Poland to Extend, Improve Its FFG-7 FrigatesAug 03, 2011 15:49 UTC by Defense Industry Daily staff
The FFG-7 Oliver Hazard Perry Class of frigates successfully achieved the goal of fielding a lower-cost warship to bulk up numbers during the Cold War, and proved their ability to take a punch when the USS Stark survived an Iraqi Exocet missile strike in 1987. The flip side of that success was very little internal room to spare, and a design whose systems have proven prohibitively costly and difficult to upgrade. The USA has been providing these frigates to allies at low to no cost, rather than spend the money required, and has removed the advanced weapons on remaining American ships of class.
Poland was one of the recipients, and their 2 frigates retain the front pop-up launcher for SM-1 anti-air and RGM-84 Harpoon anti-ship missiles.
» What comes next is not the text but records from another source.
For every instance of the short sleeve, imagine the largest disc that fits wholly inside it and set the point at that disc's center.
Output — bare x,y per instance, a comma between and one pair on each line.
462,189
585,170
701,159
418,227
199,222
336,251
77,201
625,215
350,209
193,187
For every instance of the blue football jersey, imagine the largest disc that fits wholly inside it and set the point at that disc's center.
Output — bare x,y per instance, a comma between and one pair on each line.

These are the Marynarka Wojenna Rzeczypospolitej Polskiej’s largest combat ships. Their equipment standard is adequate in the narrow Baltic Sea, where they are supplemented by Fast Attack Craft hosting more advanced RBS-15 missiles, and by even more advanced NSM missiles mounted in coastal shore batteries. The ex-FFG-7s also serve well enough for wider deployments with allies. Poland is now looking for more service life extension work, as well as upgrades, but those upgrades will stop well short of Australia’s difficult and costly “Adelaide Class” refit…
Contracts & Key Events
July 26/11: The US Defense Security Cooperation Agency announces [PDF] Poland’s official request to buy follow-on technical support and a Service Life Extension Program for its 2 “short hull” FFG-7 Oliver Hazard Perry Class frigates. The USS Clark [FFG-11], commissioned in 1980, is now ORP Gen. K. Pulaski [FFG-272]. USS Wadsworth [FFG-9], commissioned in 1979, is now ORP Gen. T. Kosciuszko [FFG-273]. Poland will need spare and repair parts, support and test equipment, publications and technical documentation, system overhauls and upgrades, personnel training and training equipment, and other forms of US government and contractor support.
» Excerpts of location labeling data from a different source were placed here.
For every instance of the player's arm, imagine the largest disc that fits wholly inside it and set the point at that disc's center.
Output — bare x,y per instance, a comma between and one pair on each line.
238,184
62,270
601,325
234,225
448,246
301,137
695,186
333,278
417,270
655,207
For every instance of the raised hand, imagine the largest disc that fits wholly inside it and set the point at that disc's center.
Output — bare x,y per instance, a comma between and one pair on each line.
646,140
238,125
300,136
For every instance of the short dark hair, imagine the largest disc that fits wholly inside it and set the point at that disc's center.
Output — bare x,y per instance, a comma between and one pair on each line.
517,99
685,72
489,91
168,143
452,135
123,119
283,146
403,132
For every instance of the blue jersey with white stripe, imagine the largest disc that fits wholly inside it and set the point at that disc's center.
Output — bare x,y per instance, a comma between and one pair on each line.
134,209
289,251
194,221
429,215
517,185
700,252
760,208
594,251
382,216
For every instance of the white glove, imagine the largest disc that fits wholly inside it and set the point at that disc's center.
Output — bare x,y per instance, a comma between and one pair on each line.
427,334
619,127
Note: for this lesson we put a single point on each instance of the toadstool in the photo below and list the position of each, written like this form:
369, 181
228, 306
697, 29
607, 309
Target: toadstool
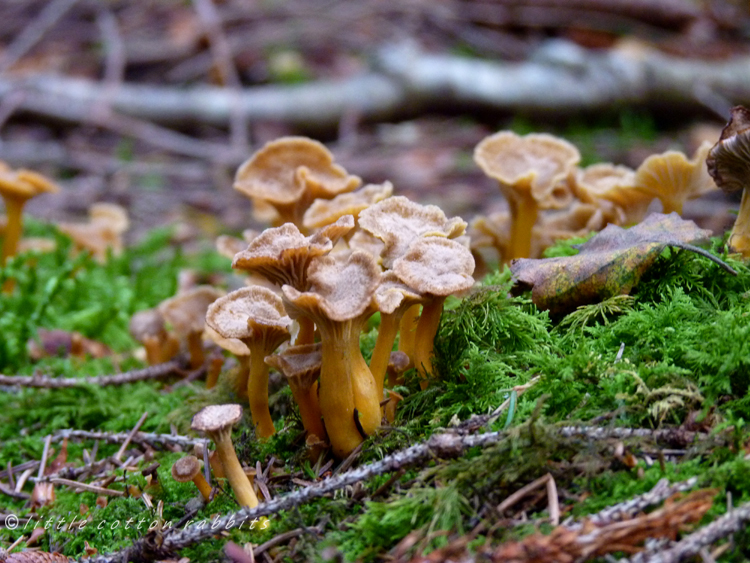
187, 469
255, 316
216, 422
532, 172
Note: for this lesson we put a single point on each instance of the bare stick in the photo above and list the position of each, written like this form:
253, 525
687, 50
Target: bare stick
152, 372
87, 487
130, 436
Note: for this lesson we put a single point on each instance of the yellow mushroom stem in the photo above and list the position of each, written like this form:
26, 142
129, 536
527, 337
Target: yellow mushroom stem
424, 345
348, 395
243, 374
195, 348
407, 334
309, 408
739, 238
13, 229
381, 353
524, 211
203, 486
239, 482
306, 334
257, 388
Polish upgrades will be focused on converting their 20mm MK15 Phalanx Close-In Weapon Systems (CIWS) from MK15 Block 0 to MK15 Block 1B, Baseline 2 configuration, which can handle fast boats, helicopters, and UAVs as well as missiles.
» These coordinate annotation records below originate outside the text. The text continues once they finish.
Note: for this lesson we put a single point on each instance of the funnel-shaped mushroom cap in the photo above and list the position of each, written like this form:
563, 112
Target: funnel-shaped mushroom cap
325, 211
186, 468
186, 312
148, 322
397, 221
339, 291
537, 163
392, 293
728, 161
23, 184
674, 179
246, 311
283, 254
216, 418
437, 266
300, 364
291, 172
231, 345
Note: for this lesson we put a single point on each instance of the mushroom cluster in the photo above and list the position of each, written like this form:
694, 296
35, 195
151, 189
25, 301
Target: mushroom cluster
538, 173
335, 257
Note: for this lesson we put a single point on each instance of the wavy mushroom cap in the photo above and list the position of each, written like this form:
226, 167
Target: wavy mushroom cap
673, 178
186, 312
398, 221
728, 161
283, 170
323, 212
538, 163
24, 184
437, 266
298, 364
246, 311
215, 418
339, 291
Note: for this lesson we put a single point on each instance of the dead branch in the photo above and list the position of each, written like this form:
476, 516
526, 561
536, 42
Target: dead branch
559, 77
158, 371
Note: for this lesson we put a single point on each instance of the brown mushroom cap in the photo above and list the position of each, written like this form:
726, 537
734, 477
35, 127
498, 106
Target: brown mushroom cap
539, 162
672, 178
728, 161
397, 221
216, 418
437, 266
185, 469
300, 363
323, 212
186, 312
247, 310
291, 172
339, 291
The proposed sale will involve “multiple contractors, as well as U.S. Atlantic Coast shipyards who will compete for planning and execution of the system overhaul and upgrade projects.” The Phalanx systems are a Raytheon product, however, which means that Raytheon will deliver the upgrade, even though they aren’t mentioned specifically. Implementation of this proposed sale will require only periodic travel to Poland on a temporary basis, as requested for program, technical, and management oversight and support.